Ich hätte noch mehr ahnen müssen. Dass Clarke 2015 ein Licht aufging, als er mit Jean-Michel-Jarre für dessen Album „Electronica 1“ zwei Songs schrieb. Warum habe ich nie ausladende Soundscapes für mich entdeckt, die Hallräume immer klein gehalten, nie den inneren Vangelis auf meinem Minimoog gespielt? Wo waren die Laser in meinem Leben? 2016 sagte Jarre diesem Magazin: „Wir suchen immer noch nach dem nächsten Philip K. Dick.“ „Songs Of Silence“, das erste Solo-Album von Vince Clarke, ist sein ganz persönlicher Philip K. Dick.

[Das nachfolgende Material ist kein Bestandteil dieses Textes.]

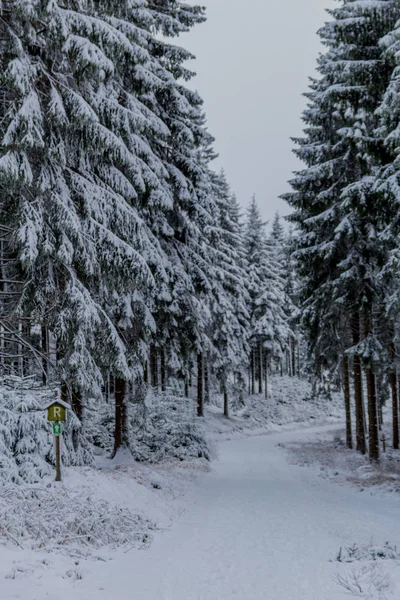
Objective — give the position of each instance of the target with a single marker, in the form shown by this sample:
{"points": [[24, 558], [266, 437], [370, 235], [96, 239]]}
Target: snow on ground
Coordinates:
{"points": [[327, 454], [254, 527]]}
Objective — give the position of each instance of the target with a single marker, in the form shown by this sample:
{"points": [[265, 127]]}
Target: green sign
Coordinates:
{"points": [[57, 428], [56, 412]]}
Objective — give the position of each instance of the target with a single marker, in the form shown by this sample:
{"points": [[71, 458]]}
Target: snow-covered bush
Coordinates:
{"points": [[25, 436], [47, 517], [26, 441]]}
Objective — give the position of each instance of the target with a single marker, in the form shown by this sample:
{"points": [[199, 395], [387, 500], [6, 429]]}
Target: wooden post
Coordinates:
{"points": [[58, 458]]}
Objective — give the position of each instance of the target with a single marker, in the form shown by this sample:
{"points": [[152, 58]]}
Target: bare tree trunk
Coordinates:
{"points": [[153, 367], [226, 400], [200, 390], [373, 425], [358, 391], [45, 353], [77, 407], [120, 414], [206, 382], [298, 361], [253, 372], [347, 401], [163, 371], [293, 357], [395, 399]]}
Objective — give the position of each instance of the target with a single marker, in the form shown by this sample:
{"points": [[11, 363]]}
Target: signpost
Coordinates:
{"points": [[56, 413]]}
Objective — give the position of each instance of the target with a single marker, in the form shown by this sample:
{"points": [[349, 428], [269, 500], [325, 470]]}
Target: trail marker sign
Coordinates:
{"points": [[57, 412], [57, 428]]}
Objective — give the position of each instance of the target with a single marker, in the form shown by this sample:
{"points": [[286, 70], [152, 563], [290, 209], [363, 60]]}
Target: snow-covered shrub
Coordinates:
{"points": [[48, 517], [25, 435], [163, 427], [26, 440]]}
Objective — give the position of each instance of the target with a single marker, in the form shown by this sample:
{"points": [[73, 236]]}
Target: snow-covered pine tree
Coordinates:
{"points": [[340, 149], [74, 142], [386, 189], [269, 322]]}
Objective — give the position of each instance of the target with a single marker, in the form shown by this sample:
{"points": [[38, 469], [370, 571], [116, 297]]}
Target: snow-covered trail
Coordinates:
{"points": [[256, 528]]}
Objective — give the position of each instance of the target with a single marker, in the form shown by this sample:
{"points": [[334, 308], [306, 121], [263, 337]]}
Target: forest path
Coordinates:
{"points": [[256, 528]]}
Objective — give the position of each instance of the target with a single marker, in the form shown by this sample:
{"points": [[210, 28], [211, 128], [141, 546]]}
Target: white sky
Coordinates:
{"points": [[254, 59]]}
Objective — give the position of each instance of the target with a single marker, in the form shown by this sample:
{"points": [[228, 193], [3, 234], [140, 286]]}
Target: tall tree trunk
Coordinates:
{"points": [[298, 361], [153, 366], [373, 421], [77, 407], [253, 372], [293, 357], [45, 353], [120, 414], [347, 401], [206, 382], [163, 371], [226, 400], [395, 399], [358, 391], [200, 390]]}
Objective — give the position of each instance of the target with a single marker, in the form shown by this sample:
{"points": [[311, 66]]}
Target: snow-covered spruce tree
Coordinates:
{"points": [[386, 189], [186, 155], [340, 149], [230, 319], [75, 140], [269, 324]]}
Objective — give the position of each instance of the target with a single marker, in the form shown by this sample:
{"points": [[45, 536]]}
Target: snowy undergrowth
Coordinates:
{"points": [[328, 453], [373, 572], [289, 404], [120, 503]]}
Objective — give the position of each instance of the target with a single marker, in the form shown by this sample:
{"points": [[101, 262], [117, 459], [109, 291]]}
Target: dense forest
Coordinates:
{"points": [[126, 262]]}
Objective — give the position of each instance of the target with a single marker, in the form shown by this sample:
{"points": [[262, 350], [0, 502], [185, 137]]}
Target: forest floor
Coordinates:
{"points": [[253, 526]]}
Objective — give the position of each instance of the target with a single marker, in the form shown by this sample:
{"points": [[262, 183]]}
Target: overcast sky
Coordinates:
{"points": [[253, 62]]}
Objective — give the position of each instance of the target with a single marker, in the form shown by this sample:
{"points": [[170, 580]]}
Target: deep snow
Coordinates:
{"points": [[256, 528]]}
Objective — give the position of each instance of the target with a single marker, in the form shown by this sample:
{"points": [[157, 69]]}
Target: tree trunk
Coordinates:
{"points": [[253, 372], [77, 407], [153, 367], [373, 421], [226, 400], [206, 382], [163, 371], [395, 399], [358, 391], [45, 353], [200, 390], [298, 361], [120, 415], [347, 401], [293, 357]]}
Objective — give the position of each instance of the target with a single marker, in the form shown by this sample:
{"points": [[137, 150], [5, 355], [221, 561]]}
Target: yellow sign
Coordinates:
{"points": [[56, 412]]}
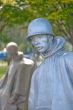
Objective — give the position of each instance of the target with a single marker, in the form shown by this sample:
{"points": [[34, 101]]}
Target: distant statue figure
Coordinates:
{"points": [[14, 86], [52, 82]]}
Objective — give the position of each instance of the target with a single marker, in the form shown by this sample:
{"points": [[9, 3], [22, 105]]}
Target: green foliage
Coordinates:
{"points": [[59, 12]]}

Bzw. sein Vangelis. Sein Bladerunner. Sein Replikant.
Den zehn Tracks des Albums lässt sich per se rein gar nichts vorwerfen. Es wabert, es drückt, es hat Atmosphäre, gute Ideen, eine angenehme Tiefenstaffelung im Sound-Design, warm-pulsende Arpeggios, und ja: diese ganz einfachen und doch so schwierig zu programmierenden Flächen, die in all ihrer Flüchtigkeit mehr Impact haben als alle Bassdrums dieser Welt zusammen. Vielleicht wabert es hier und dort ein wenig zu waberig. Vielleicht sind ein paar Sounds dann doch zu nah dran am verstaubten Kanon der esoterischen Synthesizer-Deepness. Aber das geht schon alles mehr als ok. Vielleicht ist „Songs Of Silence“ nicht das Alterswerk von Clarke, sondern einfach nur dessen Anfang. Je öfter das Album in den vergangenen Monaten bei mir lief, desto seltener hatte ich daran etwas auszusetzen.
Das ist nicht edgy. Das ist nicht anders. Und das ist schon gar nicht modern oder zeitgenössisch. Das alles war Clarkes Musik aber nie oder zumindest nie wirklich. Auch nicht politisch. Und wenn Clarke im Stück „Blackleg“ den alten britischen Protest-Song „Blackleg Miner“ zitiert, zeigt das nur, dass selbst jemand, der im Glitterpop mit Diskokugel sein Geld verdient, noch so etwas wie ein Gewissen hat. „All tracks are having a sense of sadness, of things going bad, things crumbling“, sagt er zu „Songs Of Silence“. Ob das stimmt, können wir ja nochmal besprechen. Mir scheint, dass wir mehr solche Platten brauchen. Platten, die referenzieren und weiterdenken. In aller Vorsichtig und Subtilität. Das mag alles ein Zufall sein. Dafür ist Clarke aber eigentlich zu clever. Mit Kontext und Wirkmacht kannte sich der Musiker schon immer aus. Nun plötzlich, nach über 30 Jahren, stimmt der Kontext wieder. Und die Wirkmacht auch.